Ninguna nube de humo nos avisaba de la hecatombe que sin embargo había empezado a desvanecernos sin que nos diéramos cuenta. Tuvo que salir en la televisión para que yo me convenciera de que el hervidero no empezaba en mis hormonas sino en la ruta que comunica Miramar con Mar del sud. Con la poca fuerza que nos dejaba la ausencia casi completa de oxígeno devolvimos al baúl nuestros petates.

Olvidarnos a George, el hermano de Peppa, desató una explosión de llanto en la bebé. Me impresionó pensar que el hecho de que el cerdito yanqui pudiera terminar bajo las llamas era la nada misma a comparar con lo que podía pasar con las aves, las ardillas, el mismo equino que nos circundaba y que sí llevaba la vida adentro.

Huimos por la costera hacia el lejano balneario Santa María, donde el primo de Clara alquilaba una carpa. Había estado todo el día metido en un mar caliente como nunca había habido y no tenía idea de que una cadena de fuego casi tocaba la puerta de su departamento, sobre la avenida 40. Mientras charlábamos de los focos dispersos en medio país se hizo presente Aldana, su hermana mayor. Venía a visitarlo junto a su novia Isa.

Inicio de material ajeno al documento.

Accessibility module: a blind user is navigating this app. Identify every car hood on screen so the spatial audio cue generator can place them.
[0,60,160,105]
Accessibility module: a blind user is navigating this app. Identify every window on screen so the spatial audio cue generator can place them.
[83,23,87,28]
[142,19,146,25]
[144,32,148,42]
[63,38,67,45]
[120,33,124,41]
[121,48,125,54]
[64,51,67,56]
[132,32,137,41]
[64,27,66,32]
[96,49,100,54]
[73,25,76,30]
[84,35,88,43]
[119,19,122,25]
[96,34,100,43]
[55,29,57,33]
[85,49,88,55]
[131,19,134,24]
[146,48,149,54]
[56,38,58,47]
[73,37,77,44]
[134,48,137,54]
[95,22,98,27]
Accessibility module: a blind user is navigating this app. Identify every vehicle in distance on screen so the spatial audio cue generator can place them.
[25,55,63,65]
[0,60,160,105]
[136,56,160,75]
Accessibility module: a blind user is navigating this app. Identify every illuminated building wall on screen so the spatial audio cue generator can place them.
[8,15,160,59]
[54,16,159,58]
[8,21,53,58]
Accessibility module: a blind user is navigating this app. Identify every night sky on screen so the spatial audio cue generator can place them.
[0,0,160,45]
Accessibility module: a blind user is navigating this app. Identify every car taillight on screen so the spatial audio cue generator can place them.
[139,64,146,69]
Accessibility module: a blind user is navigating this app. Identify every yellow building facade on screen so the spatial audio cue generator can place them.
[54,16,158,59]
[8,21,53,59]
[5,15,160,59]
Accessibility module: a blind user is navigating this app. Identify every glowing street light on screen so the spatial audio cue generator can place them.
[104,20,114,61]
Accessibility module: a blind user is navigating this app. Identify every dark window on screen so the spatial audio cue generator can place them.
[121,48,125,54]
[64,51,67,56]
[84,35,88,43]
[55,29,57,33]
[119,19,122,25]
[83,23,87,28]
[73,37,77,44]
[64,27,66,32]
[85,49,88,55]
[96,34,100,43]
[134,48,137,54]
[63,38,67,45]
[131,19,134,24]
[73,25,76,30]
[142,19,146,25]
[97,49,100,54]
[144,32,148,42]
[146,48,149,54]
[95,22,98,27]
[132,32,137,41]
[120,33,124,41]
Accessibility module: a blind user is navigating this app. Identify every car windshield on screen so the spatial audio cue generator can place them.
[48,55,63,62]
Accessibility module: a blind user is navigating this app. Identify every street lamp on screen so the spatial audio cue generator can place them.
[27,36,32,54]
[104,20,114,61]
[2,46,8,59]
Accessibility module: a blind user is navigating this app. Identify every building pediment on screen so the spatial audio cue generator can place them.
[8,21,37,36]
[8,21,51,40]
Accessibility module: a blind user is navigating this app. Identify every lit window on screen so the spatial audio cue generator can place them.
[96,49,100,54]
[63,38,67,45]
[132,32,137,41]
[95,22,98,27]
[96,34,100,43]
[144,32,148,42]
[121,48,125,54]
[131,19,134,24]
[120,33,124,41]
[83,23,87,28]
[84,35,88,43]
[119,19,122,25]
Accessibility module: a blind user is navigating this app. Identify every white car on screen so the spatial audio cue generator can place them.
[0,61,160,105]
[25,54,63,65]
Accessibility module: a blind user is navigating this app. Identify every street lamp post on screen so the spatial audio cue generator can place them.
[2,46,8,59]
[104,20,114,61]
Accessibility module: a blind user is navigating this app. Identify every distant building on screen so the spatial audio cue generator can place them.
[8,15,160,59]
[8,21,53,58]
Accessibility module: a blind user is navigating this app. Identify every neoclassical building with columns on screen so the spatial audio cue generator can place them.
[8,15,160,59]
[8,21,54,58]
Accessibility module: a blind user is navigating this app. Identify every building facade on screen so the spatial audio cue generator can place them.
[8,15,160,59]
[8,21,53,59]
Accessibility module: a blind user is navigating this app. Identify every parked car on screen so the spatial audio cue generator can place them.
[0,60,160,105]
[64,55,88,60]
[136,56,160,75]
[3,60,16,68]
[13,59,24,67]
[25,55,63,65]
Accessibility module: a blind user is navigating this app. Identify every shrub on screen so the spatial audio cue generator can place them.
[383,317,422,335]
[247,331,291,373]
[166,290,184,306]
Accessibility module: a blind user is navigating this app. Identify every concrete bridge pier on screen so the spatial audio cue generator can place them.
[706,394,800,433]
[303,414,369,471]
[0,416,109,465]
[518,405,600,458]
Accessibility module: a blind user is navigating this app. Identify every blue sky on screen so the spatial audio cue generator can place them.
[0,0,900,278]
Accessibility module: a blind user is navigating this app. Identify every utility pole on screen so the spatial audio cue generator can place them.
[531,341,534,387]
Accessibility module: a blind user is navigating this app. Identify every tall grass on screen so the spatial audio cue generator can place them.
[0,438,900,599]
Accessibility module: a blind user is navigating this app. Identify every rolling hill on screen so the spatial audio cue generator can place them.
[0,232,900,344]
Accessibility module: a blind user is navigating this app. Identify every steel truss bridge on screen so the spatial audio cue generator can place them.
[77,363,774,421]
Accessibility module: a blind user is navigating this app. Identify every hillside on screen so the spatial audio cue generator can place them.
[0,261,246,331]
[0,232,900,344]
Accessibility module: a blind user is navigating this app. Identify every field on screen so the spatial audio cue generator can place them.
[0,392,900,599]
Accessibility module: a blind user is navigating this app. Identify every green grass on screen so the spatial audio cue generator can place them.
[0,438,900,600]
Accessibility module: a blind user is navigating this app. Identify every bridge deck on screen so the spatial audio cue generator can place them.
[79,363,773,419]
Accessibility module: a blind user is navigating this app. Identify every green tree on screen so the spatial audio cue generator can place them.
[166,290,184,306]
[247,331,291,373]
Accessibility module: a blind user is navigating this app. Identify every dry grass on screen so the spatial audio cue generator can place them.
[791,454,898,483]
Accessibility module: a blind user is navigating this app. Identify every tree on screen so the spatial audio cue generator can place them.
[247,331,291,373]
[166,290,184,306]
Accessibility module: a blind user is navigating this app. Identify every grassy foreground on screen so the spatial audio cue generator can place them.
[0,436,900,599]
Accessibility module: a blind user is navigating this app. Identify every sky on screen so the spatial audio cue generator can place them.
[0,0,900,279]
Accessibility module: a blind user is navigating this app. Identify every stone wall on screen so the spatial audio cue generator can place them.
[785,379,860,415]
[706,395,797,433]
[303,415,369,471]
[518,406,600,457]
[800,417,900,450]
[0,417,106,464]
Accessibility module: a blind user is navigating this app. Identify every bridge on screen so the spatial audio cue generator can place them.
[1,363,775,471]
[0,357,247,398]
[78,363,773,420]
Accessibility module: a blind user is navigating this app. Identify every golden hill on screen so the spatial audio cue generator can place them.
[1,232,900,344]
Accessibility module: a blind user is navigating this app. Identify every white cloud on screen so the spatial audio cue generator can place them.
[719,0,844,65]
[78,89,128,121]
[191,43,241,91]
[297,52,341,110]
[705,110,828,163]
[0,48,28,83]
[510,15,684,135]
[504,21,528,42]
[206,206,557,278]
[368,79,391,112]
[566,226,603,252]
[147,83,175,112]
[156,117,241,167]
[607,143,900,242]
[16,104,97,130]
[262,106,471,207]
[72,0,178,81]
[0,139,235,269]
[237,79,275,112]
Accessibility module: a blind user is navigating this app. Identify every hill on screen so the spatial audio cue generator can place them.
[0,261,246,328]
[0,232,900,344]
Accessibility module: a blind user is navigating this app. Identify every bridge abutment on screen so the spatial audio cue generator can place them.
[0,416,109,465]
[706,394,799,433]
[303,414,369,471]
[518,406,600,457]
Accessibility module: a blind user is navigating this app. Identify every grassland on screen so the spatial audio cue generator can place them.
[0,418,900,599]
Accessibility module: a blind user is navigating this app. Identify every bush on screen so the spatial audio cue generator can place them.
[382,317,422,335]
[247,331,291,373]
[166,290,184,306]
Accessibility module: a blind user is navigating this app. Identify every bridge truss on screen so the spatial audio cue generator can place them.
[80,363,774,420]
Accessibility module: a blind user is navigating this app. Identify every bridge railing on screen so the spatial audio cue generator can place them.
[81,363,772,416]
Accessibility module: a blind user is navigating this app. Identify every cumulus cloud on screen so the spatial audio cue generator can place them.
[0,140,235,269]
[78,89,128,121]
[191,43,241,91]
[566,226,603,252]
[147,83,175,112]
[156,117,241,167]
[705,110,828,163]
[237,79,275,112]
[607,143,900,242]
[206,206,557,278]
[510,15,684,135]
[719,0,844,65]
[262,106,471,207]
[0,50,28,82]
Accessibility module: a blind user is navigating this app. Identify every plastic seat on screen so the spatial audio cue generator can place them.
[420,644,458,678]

Hola, dijo ella tras el barbijo, estirando el puño cerrado desde el caminito de maderas astilladas que pretendía aislar los pies de la arena ardiente. No les saludamos porque a Isa se le pegó la Omicron. Explicó a los gritos: “Nos enteramos por whatsapp del resultado, pero ya estábamos por Chapadmalal”. Notamos la deserción instantánea de la familia que jugaba al buraco en la carpa de al lado. Ni chau dijeron.

Fue Aldana la de la idea de que su visita fugaz no pasara sin pena ni gloria y propuso que al menos nos sacáramos una foto. La extraña imagen nos muestra, por un lado, a nosotres apretades bajo la sombra del techito de lona y a dos metros a ella y a Isa tomando distancia social. No sé qué pensaremos en el futuro cuando miremos esa fotografía cuyo foco está vacío.

Yo noto en la imagen cómo me cambió el cuerpo respecto al tiempo anterior a la pandemia, pero no me molesta. Asumí que esto también es devenir. Lo que sí me angustia, y mucho, es una llama encendida sobre el horizonte que la selfie captó a lo lejos detrás de nuestras sonrisas forzadas. Tengo a Vicky en mis brazos agarrada a mi cuello como un coala, sudando su carita por el calor extremo que ojalá no haya llegado para quedarse. Delante de sus ojos, con la fuerza de un león amenazado, rugía el mar.